Optimizations or Variants
-
Branching representation: ordered map (flexible), radix array (fast, higher fan-out), crit-bit (branch at first differing bit for byte strings).
-
Small-label inline: store very short labels inline within the edge to remove an indirection.
-
Persistent version: for immutable snapshots, share unchanged subtrees and allocate new nodes on updates.
Applications
-
Autocomplete and prefix search
-
Longest-prefix match (routing-like lookups)
-
Symbol tables / compiler tooling
-
Compact in-memory or memory-mapped dictionaries
Common Pitfalls or Edge Cases
Warning
Edge-split correctness: Always create a mid node, move the old child onto the tail label, and set
is_keyif the key ends at the split.
Warning
Normalization: Case/Unicode normalization should happen before insertion; otherwise common prefixes won’t align and compression suffers.

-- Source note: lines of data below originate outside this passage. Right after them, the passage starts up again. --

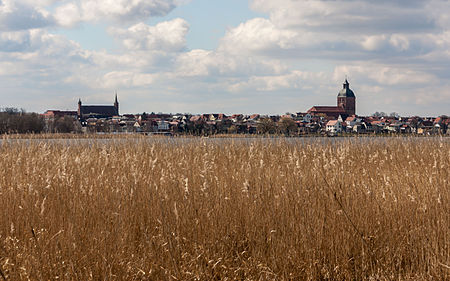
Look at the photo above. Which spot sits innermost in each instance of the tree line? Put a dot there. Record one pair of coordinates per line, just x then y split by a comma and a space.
18, 121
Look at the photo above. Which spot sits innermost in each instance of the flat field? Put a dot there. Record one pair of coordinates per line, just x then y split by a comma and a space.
258, 209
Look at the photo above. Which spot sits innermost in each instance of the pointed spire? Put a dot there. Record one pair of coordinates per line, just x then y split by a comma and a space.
346, 84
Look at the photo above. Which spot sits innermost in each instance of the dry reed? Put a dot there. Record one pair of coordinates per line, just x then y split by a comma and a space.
371, 209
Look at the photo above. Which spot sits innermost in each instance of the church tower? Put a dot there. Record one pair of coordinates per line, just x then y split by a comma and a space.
347, 99
79, 108
116, 104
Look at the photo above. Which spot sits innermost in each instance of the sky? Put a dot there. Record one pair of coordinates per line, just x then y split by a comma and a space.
227, 56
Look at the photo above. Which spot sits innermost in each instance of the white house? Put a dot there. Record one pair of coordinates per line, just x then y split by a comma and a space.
163, 126
334, 126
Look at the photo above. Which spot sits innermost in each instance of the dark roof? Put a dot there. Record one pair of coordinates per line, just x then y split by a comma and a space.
325, 109
100, 110
346, 92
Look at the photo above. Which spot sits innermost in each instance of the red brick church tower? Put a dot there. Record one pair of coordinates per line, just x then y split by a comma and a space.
347, 99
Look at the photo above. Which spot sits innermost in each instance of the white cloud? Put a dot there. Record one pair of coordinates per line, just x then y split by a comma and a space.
15, 15
222, 64
68, 15
119, 11
169, 36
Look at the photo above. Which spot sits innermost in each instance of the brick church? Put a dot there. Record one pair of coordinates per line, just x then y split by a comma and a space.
97, 111
346, 104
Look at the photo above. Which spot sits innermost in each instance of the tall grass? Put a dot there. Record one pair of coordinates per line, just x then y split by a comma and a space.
225, 210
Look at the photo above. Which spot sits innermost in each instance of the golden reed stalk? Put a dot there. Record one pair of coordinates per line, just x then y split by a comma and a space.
192, 209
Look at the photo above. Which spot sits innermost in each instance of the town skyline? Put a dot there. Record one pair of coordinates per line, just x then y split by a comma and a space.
258, 56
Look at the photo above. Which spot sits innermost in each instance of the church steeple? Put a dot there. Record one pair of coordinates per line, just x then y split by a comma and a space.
79, 108
116, 104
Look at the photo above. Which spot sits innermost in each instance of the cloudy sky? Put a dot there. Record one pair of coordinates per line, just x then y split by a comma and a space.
230, 56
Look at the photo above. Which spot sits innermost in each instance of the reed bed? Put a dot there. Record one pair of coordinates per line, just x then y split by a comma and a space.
225, 210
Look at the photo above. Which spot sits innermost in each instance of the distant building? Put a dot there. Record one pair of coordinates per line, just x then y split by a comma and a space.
346, 104
334, 126
98, 111
54, 114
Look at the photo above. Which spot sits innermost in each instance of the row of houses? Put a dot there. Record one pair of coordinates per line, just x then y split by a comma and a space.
289, 124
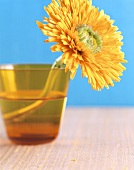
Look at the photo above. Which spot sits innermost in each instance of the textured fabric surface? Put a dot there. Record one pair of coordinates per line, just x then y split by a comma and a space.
89, 139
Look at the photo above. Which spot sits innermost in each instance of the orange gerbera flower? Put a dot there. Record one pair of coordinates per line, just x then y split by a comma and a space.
87, 37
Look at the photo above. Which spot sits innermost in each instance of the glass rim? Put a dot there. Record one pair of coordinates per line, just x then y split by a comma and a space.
28, 66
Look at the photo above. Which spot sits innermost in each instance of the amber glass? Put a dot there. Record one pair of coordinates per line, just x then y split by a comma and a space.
32, 101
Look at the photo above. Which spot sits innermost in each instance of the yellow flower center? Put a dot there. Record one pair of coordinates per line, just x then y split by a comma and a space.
91, 39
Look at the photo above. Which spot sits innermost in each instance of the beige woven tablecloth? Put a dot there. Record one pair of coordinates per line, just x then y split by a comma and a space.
89, 139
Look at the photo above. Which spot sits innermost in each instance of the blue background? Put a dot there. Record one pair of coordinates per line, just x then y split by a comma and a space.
22, 42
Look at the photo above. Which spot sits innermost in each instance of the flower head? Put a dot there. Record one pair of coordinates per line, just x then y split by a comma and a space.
87, 38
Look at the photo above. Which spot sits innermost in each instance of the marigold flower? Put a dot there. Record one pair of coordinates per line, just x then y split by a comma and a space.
87, 38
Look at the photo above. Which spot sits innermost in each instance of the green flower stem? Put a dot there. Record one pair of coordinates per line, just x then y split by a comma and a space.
46, 92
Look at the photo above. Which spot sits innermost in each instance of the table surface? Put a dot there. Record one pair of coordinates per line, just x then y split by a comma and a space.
89, 139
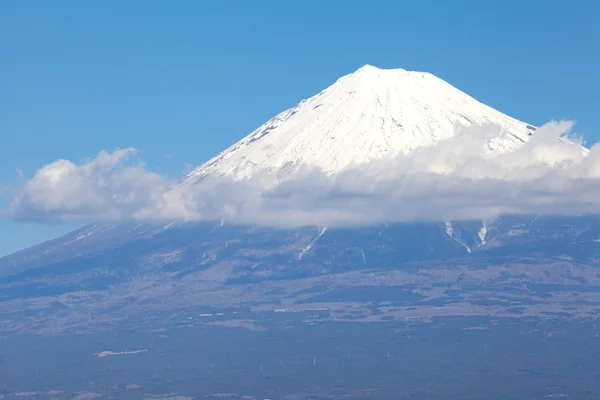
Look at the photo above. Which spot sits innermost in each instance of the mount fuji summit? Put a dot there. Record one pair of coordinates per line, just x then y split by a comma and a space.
364, 116
104, 276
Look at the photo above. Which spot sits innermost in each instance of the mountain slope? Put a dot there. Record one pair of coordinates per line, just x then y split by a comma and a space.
364, 116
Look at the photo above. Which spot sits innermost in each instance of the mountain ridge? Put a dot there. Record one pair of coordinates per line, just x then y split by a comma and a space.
364, 116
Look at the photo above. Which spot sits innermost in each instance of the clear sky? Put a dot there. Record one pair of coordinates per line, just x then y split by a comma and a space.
181, 81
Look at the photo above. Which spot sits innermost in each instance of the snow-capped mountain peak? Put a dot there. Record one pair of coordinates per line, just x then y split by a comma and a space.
364, 116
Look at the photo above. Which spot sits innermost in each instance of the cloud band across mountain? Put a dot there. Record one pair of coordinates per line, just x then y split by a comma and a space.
452, 179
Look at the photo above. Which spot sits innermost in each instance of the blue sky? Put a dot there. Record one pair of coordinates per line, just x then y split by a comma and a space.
181, 81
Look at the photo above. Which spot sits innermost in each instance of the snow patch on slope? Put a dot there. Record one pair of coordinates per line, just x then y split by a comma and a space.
364, 116
312, 243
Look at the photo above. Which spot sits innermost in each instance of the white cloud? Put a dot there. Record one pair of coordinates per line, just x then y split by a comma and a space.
455, 179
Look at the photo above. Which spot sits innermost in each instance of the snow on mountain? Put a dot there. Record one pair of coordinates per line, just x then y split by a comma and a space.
364, 116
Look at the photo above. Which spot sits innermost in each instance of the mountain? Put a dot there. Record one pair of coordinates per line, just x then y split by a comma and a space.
215, 310
364, 116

Implementation Notes or Trade-offs
-
Ownership & lifetime: Prefer arenas to avoid fragmentation and to enable bulk teardown; document slice lifetimes if labels reference packed storage.
-
Determinism: For reproducible builds, define a stable child ordering and avoid RNG-dependent tie-breakers.
-
Iteration: Preorder traversal yields lexicographic order if children are ordered by first character.
Summary
Compressed tries collapse single-child paths into edge labels, giving shorter height and fewer pointer hops while preserving trie semantics (exact lookup, prefix queries, ordered iteration). Correctness hinges on edge-split logic and post-delete re-compression; performance depends on label storage and branching representation.